Endogenous neurosteroids regulate GABAA receptors through two discrete transmembrane sites
Nature, 2006
Inhibitory neurotransmission mediated by GABA A receptors can be modulated by the endogenous neurosteroids, allopregnanolone and tetrahydro-deoxycorticosterone 1 . Neurosteroids are synthesized de novo in the brain during stress 2 , pregnancy 3 and after ethanol consumption 4 , and disrupted steroid regulation of GABAergic transmission is strongly implicated in several debilitating conditions such as panic disorder, major depression, schizophrenia, alcohol dependence and catamenial epilepsy 3,5-8 . Determining how neurosteroids interact with the GABA A receptor is a prerequisite for understanding their physiological and pathophysiological roles in the brain.
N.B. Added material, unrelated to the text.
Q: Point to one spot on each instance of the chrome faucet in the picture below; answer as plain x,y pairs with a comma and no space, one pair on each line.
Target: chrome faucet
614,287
Here we identify two discrete binding sites in the receptor's transmembrane domains that mediate the potentiating and direct activation effects of neurosteroids. They potentiate GABA responses from a cavity formed by the a-subunit transmembrane domains, whereas direct receptor activation is initiated by interfacial residues between a and b subunits and is enhanced by steroid binding to the potentiation site. Thus, significant receptor activation by neurosteroids relies on occupancy of both the activation and potentiation sites. These sites are highly conserved throughout the GABA A receptor family, and their identification provides a unique opportunity for the development of new therapeutic, neurosteroid-based ligands and transgenic disease models of neurosteroid dysfunction.